One of his buddies has an old Ford, and on weekends when he's off he goes tearing around the sandy roads with him, a gallon jug between them rattling over the loose rubber pads near the gear shift. Sometimes they take a couple of girls with them, and many Sundays they wake up in a strange room, not knowing what happened.
One Sunday he wakes up married. (Turning in bed drowsily, slipping his arm about the round belly beside him. The sheets are over his head and he looks at the warm skin and the deep black hair of the triangle. He places his finger in her navel.) C'mon, wake up. He is trying to remember her name.
Mornin', Woodrow. She has a heavy strong face, and she yawns evenly and turns to him. Mornin', hubby.
Hubby? He shakes his head and slowly assembles the events of the past night. You two sure you want to get married? the j.p. had said. He begins to laugh. Goddam! He is trying to think of where he met her.
Where's ol' Slim?
He'n Clara are in the nex' room.
Ol' Slim's married too? That's right, he is. Wilson begins to laugh again. He is beginning to remember their making love, and he feels a spasm of heat. Slowly he caresses her. You're pretty good, honey, as I remember.

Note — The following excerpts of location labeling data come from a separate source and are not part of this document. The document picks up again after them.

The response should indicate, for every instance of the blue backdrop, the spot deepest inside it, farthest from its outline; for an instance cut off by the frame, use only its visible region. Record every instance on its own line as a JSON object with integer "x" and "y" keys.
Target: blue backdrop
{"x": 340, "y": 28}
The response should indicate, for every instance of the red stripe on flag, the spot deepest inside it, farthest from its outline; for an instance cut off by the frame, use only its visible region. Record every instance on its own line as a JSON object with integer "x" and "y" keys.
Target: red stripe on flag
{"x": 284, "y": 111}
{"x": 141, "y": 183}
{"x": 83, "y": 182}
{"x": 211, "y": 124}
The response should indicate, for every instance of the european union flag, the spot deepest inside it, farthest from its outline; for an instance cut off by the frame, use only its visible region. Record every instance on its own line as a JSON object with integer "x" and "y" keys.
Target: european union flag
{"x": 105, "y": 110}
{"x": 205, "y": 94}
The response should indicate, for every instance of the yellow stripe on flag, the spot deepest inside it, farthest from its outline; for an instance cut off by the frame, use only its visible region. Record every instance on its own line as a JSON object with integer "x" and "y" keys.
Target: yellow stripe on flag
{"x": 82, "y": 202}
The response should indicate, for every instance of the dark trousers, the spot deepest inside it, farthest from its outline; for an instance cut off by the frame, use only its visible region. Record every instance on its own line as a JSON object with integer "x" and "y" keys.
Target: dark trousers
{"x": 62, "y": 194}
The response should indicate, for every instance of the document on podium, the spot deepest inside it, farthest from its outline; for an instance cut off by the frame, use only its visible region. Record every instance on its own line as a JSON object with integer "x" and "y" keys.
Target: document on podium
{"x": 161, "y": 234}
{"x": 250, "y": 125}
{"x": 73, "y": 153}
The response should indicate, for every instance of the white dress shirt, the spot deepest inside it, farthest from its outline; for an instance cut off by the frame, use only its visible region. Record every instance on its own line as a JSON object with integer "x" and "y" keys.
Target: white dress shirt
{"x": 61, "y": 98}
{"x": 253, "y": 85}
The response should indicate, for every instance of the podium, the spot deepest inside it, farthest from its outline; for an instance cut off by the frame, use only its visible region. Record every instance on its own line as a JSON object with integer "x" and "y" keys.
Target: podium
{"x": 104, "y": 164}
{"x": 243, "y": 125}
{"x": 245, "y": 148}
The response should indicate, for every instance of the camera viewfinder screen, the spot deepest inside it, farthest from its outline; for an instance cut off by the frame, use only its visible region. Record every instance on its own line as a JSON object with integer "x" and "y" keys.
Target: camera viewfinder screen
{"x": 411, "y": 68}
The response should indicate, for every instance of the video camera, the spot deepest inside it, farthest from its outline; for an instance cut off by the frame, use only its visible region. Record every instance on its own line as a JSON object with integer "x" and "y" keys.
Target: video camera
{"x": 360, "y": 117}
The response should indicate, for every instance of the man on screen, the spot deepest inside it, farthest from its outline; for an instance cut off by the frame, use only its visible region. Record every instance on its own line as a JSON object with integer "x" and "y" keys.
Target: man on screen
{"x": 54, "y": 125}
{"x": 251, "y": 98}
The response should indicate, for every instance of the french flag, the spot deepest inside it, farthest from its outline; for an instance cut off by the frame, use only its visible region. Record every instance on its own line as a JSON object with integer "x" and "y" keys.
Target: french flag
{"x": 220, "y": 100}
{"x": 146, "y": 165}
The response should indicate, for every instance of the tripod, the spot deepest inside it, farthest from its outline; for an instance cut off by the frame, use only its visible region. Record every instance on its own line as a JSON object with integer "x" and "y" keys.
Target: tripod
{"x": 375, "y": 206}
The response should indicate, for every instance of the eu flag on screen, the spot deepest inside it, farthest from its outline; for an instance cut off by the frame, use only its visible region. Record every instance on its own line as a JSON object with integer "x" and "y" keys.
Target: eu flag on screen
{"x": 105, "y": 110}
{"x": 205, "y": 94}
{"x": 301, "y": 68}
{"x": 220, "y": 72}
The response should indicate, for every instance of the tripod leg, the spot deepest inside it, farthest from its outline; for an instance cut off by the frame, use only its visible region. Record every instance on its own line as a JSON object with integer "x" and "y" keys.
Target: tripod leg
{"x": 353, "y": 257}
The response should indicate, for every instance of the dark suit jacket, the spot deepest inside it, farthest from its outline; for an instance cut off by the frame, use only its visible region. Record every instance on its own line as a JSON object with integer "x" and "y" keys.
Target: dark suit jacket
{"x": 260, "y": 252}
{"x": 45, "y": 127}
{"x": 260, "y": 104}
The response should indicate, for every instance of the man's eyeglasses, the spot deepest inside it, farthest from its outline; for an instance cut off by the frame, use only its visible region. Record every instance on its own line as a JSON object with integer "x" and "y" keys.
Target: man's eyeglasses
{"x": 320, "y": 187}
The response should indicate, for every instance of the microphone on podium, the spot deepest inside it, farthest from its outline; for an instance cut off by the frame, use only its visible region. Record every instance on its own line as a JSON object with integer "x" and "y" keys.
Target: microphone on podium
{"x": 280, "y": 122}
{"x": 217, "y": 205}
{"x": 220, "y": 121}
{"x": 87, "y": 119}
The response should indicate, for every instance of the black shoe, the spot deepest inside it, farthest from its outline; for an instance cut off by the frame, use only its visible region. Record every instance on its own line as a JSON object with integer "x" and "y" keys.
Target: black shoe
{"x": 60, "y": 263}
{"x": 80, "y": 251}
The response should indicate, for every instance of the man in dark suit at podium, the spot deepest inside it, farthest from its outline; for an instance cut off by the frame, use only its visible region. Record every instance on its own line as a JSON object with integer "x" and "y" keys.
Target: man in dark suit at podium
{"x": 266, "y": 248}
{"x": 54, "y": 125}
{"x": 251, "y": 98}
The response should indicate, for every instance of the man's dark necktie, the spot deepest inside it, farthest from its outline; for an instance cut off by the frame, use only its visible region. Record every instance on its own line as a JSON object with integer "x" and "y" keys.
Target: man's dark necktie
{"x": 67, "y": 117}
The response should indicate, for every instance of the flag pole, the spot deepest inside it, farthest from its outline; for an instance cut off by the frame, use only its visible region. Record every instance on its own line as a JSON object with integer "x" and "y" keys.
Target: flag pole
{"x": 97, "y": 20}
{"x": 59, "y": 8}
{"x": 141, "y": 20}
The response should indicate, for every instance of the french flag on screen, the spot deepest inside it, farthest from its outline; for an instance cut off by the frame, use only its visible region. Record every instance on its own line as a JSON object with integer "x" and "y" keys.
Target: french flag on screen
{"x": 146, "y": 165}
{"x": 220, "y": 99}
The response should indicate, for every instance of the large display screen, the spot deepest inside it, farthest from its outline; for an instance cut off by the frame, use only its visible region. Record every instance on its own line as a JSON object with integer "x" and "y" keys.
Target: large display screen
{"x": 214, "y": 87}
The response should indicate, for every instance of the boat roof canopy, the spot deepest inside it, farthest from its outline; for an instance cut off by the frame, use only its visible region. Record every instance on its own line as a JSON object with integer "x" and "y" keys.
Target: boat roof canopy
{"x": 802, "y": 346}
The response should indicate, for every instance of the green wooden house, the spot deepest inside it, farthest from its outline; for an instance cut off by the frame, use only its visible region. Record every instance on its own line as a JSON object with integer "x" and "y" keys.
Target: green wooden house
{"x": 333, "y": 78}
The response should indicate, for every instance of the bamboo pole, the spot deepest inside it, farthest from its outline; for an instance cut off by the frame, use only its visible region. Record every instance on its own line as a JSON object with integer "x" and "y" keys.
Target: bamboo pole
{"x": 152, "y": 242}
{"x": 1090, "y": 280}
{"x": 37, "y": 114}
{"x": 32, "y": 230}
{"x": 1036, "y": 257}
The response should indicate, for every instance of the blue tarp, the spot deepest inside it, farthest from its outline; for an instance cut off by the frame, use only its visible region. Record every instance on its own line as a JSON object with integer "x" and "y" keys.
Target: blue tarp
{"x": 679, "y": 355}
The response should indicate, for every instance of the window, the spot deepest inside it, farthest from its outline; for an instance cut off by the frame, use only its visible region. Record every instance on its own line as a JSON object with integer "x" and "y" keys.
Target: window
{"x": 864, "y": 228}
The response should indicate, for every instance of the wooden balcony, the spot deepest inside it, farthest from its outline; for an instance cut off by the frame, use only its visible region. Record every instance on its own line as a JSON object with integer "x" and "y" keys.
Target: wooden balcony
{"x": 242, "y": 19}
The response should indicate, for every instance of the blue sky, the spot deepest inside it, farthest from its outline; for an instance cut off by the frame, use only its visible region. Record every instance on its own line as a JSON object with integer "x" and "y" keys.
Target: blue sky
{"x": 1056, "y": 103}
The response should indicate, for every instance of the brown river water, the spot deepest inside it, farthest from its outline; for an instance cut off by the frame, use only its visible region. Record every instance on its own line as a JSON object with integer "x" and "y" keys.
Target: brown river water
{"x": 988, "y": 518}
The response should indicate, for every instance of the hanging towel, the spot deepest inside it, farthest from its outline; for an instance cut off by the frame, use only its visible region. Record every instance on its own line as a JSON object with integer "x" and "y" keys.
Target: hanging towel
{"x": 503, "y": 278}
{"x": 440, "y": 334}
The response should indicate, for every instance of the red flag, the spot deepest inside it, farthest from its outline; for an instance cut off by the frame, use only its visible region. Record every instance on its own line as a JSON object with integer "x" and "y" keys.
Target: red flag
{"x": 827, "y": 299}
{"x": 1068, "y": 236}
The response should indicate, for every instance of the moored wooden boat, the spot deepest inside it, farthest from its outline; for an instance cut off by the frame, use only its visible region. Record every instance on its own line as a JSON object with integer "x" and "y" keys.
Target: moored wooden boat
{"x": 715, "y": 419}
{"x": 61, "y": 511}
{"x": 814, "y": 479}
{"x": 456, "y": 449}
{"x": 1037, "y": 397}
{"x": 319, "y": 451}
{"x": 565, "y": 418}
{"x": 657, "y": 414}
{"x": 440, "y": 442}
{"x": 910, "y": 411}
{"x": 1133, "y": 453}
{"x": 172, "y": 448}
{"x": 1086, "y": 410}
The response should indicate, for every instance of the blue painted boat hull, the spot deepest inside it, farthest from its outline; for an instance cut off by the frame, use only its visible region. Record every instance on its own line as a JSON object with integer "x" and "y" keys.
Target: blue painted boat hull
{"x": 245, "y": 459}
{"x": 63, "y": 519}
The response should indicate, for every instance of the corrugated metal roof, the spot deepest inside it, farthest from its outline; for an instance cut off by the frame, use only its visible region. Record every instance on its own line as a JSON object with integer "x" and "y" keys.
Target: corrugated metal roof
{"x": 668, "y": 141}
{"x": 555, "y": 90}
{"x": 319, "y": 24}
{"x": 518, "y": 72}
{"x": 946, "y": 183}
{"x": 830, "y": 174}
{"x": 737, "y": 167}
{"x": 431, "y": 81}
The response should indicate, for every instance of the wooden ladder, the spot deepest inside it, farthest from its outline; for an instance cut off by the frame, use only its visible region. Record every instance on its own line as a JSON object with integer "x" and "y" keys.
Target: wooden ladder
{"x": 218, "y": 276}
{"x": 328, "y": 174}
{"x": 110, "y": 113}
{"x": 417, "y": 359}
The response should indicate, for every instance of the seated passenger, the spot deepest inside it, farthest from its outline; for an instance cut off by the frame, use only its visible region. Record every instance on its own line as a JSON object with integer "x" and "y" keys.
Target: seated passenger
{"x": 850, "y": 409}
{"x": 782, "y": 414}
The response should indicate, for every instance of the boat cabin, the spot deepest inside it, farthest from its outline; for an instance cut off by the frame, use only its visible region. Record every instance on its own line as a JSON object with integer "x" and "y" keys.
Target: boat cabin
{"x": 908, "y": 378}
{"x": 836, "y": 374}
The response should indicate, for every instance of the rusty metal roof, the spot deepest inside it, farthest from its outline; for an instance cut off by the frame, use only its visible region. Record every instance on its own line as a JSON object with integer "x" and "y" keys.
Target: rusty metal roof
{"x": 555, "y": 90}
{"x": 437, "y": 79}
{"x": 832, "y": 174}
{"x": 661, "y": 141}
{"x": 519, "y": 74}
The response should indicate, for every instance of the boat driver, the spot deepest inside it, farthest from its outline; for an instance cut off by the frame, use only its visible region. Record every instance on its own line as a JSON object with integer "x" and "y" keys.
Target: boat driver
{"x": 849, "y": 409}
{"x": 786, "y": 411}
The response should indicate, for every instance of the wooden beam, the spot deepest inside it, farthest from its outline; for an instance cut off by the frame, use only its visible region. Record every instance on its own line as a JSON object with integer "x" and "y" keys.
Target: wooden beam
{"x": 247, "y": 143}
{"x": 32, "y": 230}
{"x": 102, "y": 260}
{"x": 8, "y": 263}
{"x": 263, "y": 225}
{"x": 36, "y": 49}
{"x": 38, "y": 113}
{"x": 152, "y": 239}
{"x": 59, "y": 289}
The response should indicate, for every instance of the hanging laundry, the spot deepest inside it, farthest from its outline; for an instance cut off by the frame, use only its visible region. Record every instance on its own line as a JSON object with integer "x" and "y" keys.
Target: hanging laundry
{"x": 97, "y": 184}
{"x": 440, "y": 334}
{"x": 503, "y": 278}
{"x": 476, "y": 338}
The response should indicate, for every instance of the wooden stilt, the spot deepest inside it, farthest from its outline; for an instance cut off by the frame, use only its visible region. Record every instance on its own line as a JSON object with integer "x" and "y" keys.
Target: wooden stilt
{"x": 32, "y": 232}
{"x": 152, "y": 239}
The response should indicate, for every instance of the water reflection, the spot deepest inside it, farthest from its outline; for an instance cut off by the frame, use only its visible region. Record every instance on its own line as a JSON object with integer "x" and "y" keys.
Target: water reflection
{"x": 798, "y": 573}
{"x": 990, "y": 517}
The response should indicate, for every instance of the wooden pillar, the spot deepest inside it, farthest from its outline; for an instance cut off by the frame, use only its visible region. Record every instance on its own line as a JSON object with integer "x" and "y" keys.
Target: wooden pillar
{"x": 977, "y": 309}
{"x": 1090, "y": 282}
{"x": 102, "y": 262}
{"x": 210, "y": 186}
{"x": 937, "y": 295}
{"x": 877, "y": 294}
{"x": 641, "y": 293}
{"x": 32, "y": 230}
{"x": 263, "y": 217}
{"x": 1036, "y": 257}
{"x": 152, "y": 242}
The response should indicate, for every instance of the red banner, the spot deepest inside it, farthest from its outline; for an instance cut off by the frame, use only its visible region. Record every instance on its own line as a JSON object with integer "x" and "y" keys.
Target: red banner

You're a fine man, Woodrow, she says huskily. Yea-a-ah. For a moment, he is thinking. (Guess Ah had to git married, sometime. Ah can move out from Pa's, and git that house over on Tolliver Street, an' we can set up.) He looks at her again, gazes at her body. (Knew what Ah was doin' even if Ah was drunk.) He giggles. Married, goddam, let's give us a kiss, honey.
The day after his first child is born, he talks to his wife in the hospital.
Alice, honey, Ah want ya to gimme some money.
What for, Woodrow, you know why Ah been keeping the money, same thing's gonna happen as last time, Woodrow, we need that money, we got the kid to pay for, bein' born in a hospital.
He nods. Alice, a man wants to git drunk once in a while, Ah been workin' goddam hard at the garage, and Ah feel like havin' me a little time, Ah couldn' be more hones' with ya.
She looks at him suspiciously. You ain't gonna be layin' up with no woman.